Reverse Mentoring Helped Me Reinvent Myself: Mr Sudhir Mishra, Founder and Managing Partner, Trust Legal

Juniors guided Mr Mishra to do things differently

Sudhir Mishra, Founder & Managing Partner of the full-service law firm, Trust Legal, is a legal luminary who has constantly re-invented himself in his illustrious professional career. In the early stages of his career, he travelled from one national park to another filing public interest litigation for one NGO in one court to another. By 2009, he felt very much saturated travelling to 250-300 wildlife sanctuaries as well as was attending in 11-12 leading High Courts which are dealing in environmental matters. Then he realised that he should be running a legal firm which will offer a host of solutions to varied clients under one roof. However, the turning point came when his juniors guided him and conceived of ways to do things differently apart from doing different things. He revealed this during a virtual event by BW Legal World on ‘Dialogues with India’s Young Legal Leaders and Influencers’. 

Mr Mishra talks about the early days of his practice

During his session on ‘Journey from Pride to Gratitude of a First-Generation Blockbuster Lawyer’, he revealed, “I got briefly associated with a firm on a consultancy basis and by 2011, I started looking at a situation when I will have a mainstream firm, which will be completely different from a practice I was doing for 10-12 years. Again, that was all self-taught and there is no particular guidance for me except a few advocates who were very fond of me. I will say that in the last 10 years, from intensive environmental lawyering, from District Courts to opposing the bail application of poachers to filing class-action suits, appearing in the forest Bench, assisting the amicus, travelling around the world on world environmental issues, to continue doing it and create a mainstream firm, which today is one of the largest media broadcasting music copyright law firm of the country. “

Reverse mentoring made transition possible 

“So that transition happened because of reverse mentoring and some kind of reverse training. Those were young lawyers who joined me in 2010 onwards and who had different work ethics. And I am very fortunate that some of them, who are 15-20 years younger than me, are my partners today. They do reverse mentoring of mine more than I teach them,” Mr Mishra further added

Interestingly, Mr Mishra’s firm’s litigation practice is growing phenomenally well, with more than 100 cases filed in TDSAT, representing various media and broadcasting giants of the field. The firm’s High Court and Supreme Court practice is highly respected in the field of Environment Law, Infrastructure and Healthcare Laws.
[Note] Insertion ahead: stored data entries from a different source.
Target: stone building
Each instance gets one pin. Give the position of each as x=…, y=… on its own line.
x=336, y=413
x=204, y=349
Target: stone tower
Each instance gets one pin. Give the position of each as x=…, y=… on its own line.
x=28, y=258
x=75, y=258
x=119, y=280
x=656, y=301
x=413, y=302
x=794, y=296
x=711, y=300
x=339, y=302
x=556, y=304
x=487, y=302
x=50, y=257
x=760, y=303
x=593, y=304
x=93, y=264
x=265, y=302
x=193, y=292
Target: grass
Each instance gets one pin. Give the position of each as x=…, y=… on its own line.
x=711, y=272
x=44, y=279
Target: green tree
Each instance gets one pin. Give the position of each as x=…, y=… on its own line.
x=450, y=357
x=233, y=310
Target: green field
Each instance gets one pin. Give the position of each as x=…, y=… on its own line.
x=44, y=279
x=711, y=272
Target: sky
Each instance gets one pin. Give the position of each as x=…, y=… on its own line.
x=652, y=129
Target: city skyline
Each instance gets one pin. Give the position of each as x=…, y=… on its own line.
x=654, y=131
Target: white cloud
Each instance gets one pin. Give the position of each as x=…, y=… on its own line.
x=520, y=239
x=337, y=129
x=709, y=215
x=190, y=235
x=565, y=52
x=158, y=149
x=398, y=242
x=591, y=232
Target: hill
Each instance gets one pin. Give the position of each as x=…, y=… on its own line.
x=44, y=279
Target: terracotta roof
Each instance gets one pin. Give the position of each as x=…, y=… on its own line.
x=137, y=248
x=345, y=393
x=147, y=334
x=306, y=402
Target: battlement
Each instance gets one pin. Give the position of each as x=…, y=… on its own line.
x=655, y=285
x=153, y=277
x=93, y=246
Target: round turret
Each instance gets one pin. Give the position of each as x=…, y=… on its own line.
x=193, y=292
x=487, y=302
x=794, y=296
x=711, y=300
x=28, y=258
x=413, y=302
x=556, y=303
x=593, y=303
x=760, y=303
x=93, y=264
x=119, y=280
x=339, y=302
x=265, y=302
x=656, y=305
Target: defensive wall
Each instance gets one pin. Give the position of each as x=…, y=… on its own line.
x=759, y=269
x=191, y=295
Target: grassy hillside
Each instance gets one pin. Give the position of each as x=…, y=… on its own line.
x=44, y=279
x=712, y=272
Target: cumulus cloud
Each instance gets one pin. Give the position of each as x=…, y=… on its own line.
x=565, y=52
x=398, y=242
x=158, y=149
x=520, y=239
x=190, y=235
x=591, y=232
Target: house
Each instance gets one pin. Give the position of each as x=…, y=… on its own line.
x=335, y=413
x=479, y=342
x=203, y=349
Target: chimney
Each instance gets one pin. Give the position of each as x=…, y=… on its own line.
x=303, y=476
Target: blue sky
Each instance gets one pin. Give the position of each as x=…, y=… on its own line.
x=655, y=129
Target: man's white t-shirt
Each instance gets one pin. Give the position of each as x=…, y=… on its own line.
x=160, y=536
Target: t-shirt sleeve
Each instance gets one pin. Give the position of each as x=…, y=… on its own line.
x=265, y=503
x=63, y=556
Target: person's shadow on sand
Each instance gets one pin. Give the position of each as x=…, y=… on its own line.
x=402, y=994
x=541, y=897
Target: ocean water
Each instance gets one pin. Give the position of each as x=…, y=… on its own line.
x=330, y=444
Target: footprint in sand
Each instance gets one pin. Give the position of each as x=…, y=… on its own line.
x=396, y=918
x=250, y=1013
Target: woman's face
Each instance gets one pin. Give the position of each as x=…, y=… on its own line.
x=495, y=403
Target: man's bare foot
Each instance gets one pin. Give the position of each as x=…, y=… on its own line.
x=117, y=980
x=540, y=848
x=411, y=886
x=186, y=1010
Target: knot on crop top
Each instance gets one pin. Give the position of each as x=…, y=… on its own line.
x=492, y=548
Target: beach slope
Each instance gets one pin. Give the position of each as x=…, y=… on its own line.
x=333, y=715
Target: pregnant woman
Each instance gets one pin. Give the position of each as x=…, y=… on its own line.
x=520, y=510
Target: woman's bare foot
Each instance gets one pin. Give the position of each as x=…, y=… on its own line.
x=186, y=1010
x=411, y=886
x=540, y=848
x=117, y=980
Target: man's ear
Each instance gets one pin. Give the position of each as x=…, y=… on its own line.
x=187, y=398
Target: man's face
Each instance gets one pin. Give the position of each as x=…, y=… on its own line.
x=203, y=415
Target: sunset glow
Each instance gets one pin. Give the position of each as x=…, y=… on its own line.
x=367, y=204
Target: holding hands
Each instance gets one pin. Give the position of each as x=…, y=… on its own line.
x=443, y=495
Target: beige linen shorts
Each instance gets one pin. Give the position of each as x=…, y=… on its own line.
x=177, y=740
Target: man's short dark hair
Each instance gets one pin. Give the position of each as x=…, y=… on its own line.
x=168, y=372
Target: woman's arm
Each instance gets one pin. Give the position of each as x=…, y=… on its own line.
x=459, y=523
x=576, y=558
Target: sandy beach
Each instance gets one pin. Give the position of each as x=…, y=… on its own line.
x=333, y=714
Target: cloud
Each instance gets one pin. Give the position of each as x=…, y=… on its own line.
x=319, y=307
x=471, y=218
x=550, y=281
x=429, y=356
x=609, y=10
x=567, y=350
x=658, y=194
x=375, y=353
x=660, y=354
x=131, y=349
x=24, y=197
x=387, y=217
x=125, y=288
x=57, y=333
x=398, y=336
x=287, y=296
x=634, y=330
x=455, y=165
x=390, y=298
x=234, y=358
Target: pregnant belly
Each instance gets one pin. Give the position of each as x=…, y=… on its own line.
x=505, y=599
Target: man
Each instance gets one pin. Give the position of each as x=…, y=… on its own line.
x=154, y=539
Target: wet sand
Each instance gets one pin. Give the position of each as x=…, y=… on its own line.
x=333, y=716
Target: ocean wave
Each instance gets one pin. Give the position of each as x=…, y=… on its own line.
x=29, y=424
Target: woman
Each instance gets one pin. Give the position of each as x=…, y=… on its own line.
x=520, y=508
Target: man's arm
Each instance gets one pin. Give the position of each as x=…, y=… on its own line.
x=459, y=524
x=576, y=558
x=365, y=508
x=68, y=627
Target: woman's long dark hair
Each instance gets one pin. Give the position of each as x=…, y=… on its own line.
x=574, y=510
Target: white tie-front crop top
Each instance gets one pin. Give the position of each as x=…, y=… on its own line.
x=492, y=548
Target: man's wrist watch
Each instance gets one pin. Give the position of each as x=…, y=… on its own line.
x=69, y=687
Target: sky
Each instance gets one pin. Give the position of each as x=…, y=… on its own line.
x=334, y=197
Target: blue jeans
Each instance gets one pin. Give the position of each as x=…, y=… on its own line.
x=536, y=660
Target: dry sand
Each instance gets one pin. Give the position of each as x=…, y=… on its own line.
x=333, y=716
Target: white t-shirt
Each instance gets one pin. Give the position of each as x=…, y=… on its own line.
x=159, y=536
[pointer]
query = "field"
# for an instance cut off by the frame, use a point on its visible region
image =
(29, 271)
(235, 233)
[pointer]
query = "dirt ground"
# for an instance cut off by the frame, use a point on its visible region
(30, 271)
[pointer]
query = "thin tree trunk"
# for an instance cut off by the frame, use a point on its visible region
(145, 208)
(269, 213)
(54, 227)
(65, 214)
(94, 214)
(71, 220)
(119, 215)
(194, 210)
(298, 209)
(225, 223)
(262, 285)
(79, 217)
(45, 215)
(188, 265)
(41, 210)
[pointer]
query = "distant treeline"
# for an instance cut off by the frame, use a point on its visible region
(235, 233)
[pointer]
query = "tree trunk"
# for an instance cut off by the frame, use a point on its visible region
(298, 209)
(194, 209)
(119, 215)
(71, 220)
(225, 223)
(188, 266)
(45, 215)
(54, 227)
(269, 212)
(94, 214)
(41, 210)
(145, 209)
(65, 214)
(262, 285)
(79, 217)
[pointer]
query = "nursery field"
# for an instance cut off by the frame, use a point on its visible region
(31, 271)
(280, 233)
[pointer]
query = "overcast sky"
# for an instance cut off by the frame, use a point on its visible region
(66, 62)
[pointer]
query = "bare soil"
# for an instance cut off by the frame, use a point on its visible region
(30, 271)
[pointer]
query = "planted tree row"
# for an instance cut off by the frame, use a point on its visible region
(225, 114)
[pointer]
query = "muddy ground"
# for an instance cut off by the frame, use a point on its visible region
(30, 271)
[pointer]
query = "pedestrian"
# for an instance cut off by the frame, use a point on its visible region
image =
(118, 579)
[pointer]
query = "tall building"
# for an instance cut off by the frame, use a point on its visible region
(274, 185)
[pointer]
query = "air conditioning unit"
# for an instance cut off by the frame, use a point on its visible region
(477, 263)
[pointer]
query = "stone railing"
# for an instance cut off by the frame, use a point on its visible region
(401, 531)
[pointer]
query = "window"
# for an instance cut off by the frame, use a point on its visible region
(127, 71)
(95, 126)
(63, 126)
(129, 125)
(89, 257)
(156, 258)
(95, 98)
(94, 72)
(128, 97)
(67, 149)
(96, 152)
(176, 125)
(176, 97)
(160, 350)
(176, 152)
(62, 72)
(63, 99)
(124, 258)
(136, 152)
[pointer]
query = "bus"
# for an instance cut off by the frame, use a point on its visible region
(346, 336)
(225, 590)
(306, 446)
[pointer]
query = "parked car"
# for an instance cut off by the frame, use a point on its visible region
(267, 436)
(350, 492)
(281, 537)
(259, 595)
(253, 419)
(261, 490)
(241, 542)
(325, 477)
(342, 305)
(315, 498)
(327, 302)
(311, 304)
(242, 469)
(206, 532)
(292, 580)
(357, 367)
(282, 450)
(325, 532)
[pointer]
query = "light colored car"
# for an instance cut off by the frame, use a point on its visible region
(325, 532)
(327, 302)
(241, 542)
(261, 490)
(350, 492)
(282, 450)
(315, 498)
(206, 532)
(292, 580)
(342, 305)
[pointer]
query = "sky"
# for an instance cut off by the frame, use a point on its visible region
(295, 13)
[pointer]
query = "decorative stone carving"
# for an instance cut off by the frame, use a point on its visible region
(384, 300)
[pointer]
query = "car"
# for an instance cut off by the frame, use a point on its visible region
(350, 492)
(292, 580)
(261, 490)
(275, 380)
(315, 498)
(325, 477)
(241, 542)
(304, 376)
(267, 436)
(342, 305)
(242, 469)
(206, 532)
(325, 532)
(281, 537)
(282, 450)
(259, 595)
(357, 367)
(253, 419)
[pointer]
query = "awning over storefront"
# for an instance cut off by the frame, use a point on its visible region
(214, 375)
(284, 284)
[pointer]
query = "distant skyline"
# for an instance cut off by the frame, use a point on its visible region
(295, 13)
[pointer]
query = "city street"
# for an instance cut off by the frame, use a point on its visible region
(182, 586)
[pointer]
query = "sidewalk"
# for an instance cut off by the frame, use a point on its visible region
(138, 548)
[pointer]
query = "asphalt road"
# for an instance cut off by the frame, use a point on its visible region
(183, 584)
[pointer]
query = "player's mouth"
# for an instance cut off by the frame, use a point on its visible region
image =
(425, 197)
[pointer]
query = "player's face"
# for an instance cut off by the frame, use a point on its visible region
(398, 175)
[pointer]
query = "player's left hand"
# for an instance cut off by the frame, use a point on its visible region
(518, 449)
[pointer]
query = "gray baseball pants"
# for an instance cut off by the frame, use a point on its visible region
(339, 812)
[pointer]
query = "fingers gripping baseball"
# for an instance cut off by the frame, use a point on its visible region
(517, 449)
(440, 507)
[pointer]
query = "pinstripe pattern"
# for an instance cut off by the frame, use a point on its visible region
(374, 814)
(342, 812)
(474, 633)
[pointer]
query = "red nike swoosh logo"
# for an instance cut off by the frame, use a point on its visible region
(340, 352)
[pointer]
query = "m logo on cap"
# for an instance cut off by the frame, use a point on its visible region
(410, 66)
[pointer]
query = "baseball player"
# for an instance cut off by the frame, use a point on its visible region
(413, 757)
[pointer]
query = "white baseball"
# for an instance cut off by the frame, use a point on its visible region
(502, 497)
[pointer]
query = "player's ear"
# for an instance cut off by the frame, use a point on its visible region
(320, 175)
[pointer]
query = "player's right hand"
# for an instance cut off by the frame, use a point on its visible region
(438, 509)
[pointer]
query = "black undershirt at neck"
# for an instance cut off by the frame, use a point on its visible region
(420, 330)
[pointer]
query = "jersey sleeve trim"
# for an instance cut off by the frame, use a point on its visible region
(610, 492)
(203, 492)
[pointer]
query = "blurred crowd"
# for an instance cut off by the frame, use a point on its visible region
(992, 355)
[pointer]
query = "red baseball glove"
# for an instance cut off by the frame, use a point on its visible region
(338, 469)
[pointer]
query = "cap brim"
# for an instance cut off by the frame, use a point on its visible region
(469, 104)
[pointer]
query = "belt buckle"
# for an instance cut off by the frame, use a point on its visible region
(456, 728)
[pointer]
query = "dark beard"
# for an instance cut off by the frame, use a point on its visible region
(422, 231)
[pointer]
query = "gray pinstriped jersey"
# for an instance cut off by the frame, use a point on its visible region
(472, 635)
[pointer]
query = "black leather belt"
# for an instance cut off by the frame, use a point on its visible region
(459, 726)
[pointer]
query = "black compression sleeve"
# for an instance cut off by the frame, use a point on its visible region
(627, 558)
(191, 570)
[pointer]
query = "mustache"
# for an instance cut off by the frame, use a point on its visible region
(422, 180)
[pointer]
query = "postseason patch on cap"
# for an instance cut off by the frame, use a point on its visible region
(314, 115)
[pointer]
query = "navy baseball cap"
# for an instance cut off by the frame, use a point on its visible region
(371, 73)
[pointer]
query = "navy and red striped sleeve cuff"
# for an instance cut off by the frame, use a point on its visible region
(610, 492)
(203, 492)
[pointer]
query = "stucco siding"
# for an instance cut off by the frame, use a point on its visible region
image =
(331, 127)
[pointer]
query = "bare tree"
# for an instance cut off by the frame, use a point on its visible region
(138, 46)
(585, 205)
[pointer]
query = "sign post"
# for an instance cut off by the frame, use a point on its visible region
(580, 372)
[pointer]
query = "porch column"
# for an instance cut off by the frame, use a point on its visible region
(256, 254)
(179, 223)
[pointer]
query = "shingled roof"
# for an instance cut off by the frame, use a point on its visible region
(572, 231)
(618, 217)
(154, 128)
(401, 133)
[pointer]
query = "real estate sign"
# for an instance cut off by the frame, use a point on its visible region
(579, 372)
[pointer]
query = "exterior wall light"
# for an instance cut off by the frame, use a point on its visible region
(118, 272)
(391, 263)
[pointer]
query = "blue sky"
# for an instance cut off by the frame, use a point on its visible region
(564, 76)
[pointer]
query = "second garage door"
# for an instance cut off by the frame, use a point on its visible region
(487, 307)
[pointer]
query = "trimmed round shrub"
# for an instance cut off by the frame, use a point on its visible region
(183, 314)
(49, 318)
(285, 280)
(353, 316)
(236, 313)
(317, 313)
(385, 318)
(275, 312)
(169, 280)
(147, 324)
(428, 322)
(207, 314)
Today whether it is any business house, including the top 4 corporates, we are their legal advisors. So, the climate change, environmental regulations and the forest wildlife practise stays. Even law firms come to us for tricky environmental advice. And we position and create newer sub-practise areas out of that environmental climate change. At the same time, because we are so driven, whether it is the cryptocurrency registration or a gaming issue, filing interventions in the Supreme Court, or doing an infrastructure arbitration, or doing the litigation of the year, we have done it all in the last 10 years. We are the 37th law firm as per the RSG consulting listing.”

Message to budding lawyers

Giving his piece to budding corporate lawyers, Mr Sudhir Mishra adds, “I would also say some of the characteristics which you should have in order to do blockbuster first division lawyering. The most important aspect would be (to) connect i.e. how you connect with people, how real you are, what is the value system you have, how much humbleness you have, how much gratitude you have how much you think about money. The less you are focussed and rigid on monetary aspects, the more successful you will be. I think the shift in (Years of) 2000 and 2020 that twenty years back, even if you are doing a job or you are joining somebody, your main aim is to be skilled up and make a difference to the society. This is because lawyering is a skilful game. In 2020, when an intern sends an application, at the 18 years of age s/he asks how much you will pay. I think there is some confusion somewhere as money issue is so prominent in their minds.”